There was a time when I wouldn’t see daylight for weeks, sometimes months. I would sit in my bedroom with the curtains closed listening to my CD’s and covering my walls with posters of the faces I admired, watching ‘Friends’ for the millionth time and writing in my journal which was typically filled with heartbreaking things. I slept on a mattress in my cupboard so I would have room for the drums which I eventually lost the motivation to play, and on the nights I couldn’t sleep from insomnia I would sit on my windowsill and look at the empty bridge and the distant planes in the polluted night sky.
It was a time of confusion and severe anxiety. The very thought of living another day, of waking up or enduring another sleepless night, of watching another minute of TV, hurt so much. Sometimes I felt like the world was against me, I was angry and broken.
10 years later, after many breakdowns, self inflicted injuries, many hours spent in therapy and I’m a completely different person. Still with anxiety, but a clear understanding of it. Still slightly cracked but piecing myself together at a good pace.
Life doesn’t hurt anymore. It’s beautiful in all of it’s joy and imperfections. I feel strong. The confidence I do have is not fake, it’s 100% me.

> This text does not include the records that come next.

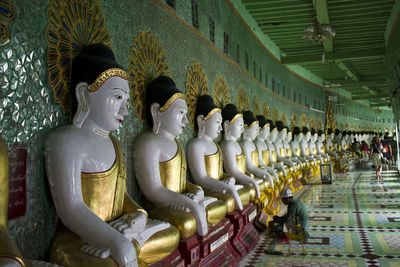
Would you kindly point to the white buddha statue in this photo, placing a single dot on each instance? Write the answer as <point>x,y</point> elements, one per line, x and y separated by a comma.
<point>330,144</point>
<point>160,165</point>
<point>296,146</point>
<point>235,159</point>
<point>305,149</point>
<point>205,158</point>
<point>273,155</point>
<point>320,144</point>
<point>280,147</point>
<point>251,130</point>
<point>10,255</point>
<point>101,224</point>
<point>262,147</point>
<point>289,153</point>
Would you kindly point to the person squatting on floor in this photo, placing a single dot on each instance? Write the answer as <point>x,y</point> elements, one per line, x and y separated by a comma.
<point>377,157</point>
<point>297,214</point>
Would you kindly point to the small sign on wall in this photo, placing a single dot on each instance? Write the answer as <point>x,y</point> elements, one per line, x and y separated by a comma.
<point>17,157</point>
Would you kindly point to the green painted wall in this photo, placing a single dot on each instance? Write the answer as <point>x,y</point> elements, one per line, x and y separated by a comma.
<point>28,113</point>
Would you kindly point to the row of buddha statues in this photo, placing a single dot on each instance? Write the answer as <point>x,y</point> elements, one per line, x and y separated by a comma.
<point>235,183</point>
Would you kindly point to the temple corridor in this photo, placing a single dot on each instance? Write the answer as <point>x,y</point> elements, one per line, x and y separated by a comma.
<point>354,222</point>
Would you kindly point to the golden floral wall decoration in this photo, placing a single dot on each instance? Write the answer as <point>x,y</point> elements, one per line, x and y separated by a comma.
<point>72,25</point>
<point>196,85</point>
<point>293,121</point>
<point>266,112</point>
<point>275,115</point>
<point>312,123</point>
<point>147,61</point>
<point>6,15</point>
<point>221,93</point>
<point>242,100</point>
<point>256,107</point>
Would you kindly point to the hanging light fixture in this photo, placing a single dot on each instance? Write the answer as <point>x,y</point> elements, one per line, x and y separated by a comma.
<point>330,84</point>
<point>318,32</point>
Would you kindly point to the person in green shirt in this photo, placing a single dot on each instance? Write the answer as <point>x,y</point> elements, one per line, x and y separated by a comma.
<point>297,214</point>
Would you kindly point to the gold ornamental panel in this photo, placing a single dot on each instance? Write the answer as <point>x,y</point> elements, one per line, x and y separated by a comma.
<point>196,85</point>
<point>221,92</point>
<point>72,25</point>
<point>275,115</point>
<point>256,107</point>
<point>293,121</point>
<point>303,120</point>
<point>320,125</point>
<point>6,15</point>
<point>266,112</point>
<point>283,118</point>
<point>312,123</point>
<point>147,61</point>
<point>242,100</point>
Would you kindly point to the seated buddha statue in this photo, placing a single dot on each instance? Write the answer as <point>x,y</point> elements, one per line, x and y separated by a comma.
<point>101,224</point>
<point>280,147</point>
<point>273,159</point>
<point>330,144</point>
<point>305,150</point>
<point>288,150</point>
<point>160,164</point>
<point>251,130</point>
<point>205,158</point>
<point>234,157</point>
<point>320,144</point>
<point>262,147</point>
<point>313,147</point>
<point>296,148</point>
<point>9,252</point>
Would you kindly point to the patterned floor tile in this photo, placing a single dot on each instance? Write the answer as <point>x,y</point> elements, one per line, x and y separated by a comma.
<point>353,222</point>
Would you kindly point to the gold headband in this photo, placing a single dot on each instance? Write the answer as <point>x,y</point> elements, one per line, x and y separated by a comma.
<point>239,115</point>
<point>214,110</point>
<point>105,75</point>
<point>171,100</point>
<point>251,125</point>
<point>265,125</point>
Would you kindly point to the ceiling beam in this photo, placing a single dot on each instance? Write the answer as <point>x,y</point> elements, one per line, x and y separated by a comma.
<point>348,71</point>
<point>360,82</point>
<point>369,97</point>
<point>321,9</point>
<point>316,58</point>
<point>376,105</point>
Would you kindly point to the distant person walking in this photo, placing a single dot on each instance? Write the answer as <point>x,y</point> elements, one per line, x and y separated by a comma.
<point>377,157</point>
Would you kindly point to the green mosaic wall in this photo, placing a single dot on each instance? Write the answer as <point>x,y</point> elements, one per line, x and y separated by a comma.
<point>28,113</point>
<point>392,60</point>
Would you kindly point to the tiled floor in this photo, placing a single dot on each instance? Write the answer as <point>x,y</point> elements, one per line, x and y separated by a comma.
<point>354,222</point>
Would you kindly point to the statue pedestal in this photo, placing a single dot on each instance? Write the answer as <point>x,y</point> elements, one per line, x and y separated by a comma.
<point>173,259</point>
<point>245,237</point>
<point>214,249</point>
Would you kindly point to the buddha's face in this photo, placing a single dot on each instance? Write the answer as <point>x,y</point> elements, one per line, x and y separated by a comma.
<point>314,137</point>
<point>263,133</point>
<point>212,126</point>
<point>299,137</point>
<point>289,137</point>
<point>174,119</point>
<point>236,128</point>
<point>282,134</point>
<point>108,104</point>
<point>253,131</point>
<point>274,135</point>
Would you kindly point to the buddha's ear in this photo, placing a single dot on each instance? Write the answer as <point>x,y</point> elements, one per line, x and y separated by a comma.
<point>201,125</point>
<point>226,128</point>
<point>83,109</point>
<point>155,115</point>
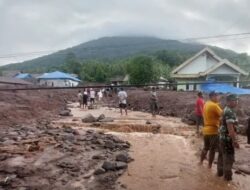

I feel for the 14 year old girl out there, who still has the painful and frustrating journey ahead of them to be the person they wish to be. Who puts more burden on her shoulders than she should have to bare. Who longs for something to change. Who looks out into the night sky and feels all the loneliness and desperation I once felt.
It can get better, and someday, maybe not now, maybe not tomorrow, but someday you will embrace life with everything you have. You will be your own hero and change your life for the good. You will live with these memories that shape you into being a fuller more content person. You deserve the life that you want.